All the years I thought I'd never be able to have children, and now I have to face the fact that even at 2 months old, my baby boy is starting to grow up. It's almost depressing! He's been sleeping so well, I just shrugged it off when he woke up after 3 hours last night and wanted to be fed again. I say again, because just 3 hours earlier, while at grandpa's, he ate a 5 oz bm bottle, and 8 oz of formula in just 2 hours, which is very unlike him. He usually only eats about 25 to 30 oz a day of bm. I felt bad for giving him formula, but I think everyone knows how things go when grandparents start playing with their grand-babies :D
G woke up last night at 10pm, 1am, 4am, and just a short while ago at almost 7am, each time finishing off a 5 ounce bm bottle! I don't know where it's going, but it's making me sad. Thankfully I'm still making enough milk for him.

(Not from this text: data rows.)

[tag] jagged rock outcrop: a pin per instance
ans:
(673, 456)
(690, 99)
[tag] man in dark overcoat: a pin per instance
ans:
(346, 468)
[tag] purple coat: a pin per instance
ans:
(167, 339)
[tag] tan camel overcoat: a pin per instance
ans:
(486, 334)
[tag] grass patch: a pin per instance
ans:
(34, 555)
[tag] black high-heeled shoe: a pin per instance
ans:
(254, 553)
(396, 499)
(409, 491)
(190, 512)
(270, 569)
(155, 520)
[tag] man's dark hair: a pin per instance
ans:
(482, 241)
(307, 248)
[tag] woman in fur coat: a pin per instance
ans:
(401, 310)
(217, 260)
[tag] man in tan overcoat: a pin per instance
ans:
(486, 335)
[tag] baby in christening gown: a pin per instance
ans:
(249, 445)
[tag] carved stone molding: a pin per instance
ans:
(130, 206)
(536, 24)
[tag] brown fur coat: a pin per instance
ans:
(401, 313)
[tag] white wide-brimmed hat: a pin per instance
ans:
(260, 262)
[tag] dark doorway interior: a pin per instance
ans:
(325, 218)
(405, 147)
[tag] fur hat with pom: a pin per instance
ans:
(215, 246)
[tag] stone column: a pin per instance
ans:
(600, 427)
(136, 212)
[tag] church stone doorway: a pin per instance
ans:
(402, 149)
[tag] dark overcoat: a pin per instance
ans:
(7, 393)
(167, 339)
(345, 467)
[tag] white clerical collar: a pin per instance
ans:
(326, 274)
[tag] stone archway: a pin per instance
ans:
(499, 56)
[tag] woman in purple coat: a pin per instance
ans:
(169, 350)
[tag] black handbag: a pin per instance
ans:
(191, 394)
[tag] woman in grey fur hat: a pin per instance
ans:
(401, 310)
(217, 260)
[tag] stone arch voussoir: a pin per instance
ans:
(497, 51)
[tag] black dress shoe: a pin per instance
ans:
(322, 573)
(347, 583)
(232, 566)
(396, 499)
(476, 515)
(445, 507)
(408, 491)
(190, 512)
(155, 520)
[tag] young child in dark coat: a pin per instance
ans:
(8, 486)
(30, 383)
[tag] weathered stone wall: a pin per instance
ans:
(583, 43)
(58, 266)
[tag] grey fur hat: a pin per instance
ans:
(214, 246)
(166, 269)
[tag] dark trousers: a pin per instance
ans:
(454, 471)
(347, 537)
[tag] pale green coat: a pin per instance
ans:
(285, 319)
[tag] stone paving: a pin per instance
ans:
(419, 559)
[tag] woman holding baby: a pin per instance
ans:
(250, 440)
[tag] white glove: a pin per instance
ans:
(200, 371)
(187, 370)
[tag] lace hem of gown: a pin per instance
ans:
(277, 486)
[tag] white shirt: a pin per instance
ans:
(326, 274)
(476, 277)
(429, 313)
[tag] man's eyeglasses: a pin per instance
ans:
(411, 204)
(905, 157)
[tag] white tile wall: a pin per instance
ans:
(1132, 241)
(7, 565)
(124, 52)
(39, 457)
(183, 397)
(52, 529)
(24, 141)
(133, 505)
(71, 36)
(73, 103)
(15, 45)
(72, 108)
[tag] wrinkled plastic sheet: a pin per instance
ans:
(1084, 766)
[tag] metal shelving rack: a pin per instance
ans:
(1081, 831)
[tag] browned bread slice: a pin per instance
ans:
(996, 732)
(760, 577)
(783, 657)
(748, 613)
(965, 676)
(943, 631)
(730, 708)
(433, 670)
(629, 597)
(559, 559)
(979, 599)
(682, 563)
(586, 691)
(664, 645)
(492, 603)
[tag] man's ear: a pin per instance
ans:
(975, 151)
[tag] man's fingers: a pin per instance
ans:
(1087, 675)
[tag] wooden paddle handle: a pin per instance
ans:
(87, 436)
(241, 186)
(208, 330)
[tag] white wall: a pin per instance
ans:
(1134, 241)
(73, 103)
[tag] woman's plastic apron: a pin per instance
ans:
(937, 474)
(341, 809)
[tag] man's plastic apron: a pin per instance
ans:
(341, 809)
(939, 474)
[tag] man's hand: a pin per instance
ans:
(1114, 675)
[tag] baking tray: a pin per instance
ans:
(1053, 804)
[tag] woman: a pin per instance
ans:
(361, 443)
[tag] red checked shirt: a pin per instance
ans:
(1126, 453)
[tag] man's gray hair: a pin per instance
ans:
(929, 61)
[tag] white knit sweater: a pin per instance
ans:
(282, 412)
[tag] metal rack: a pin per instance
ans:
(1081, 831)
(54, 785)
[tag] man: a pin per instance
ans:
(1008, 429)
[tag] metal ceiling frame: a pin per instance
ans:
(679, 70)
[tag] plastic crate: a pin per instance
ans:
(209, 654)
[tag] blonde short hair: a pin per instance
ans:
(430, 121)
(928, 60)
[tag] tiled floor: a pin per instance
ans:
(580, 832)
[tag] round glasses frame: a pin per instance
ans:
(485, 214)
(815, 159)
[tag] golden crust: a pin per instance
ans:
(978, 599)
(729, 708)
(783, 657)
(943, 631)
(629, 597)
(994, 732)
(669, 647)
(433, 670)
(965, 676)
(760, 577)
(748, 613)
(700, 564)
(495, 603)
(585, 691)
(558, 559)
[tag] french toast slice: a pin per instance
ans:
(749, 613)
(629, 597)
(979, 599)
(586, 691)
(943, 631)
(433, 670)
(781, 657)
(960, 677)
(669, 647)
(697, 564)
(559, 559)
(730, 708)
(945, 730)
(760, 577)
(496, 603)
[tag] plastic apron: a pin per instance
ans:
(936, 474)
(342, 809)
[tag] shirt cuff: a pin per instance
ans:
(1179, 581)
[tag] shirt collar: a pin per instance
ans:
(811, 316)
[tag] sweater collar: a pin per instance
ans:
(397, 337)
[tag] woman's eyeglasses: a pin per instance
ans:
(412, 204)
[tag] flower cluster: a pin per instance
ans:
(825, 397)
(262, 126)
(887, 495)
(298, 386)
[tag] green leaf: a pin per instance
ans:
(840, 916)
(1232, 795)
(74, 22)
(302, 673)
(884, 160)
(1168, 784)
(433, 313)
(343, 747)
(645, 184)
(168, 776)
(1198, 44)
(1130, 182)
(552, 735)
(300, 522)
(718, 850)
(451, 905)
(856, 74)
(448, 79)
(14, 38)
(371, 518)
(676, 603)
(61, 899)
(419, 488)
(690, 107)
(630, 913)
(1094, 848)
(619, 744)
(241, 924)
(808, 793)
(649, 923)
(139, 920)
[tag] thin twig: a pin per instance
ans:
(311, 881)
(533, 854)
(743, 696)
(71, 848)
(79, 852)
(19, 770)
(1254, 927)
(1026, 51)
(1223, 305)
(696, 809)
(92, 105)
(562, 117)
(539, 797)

I never thought I'd be one of those women who would actually feel guilty just because they couldn't breastfeed. I mean really, as long as your baby is healthy that should be all that matters, right? Well, when I stopped nursing and started exclusively pumping, J could swear it was the end of the world for me. Nursing had gone great right from day one in the hospital. I never thought that closeness I felt with G could get any closer, but with nursing it did. Then a few weeks after we brought G home we had to move and J started a OTR job, and between all of that, nursing was just becoming too stressful, I really think for the both of us. When I stopped nursing I honest to goodness thought that closeness (for some reason) would just disappear. I didn't realize how silly I was being. I had been pumping and freezing milk since we brought G home, and had a pretty decent stash built up already by the time I started exclusively pumping. I have noticed though, since only pumping, that I haven't gotten the opportunity to freeze milk. But I've got about 400 ounces stashed away, and I make plenty to feed him during the day with a bottle or two left over for the next day, so I feel pretty confident in my supply. I just hope now I'm able to keep up with him!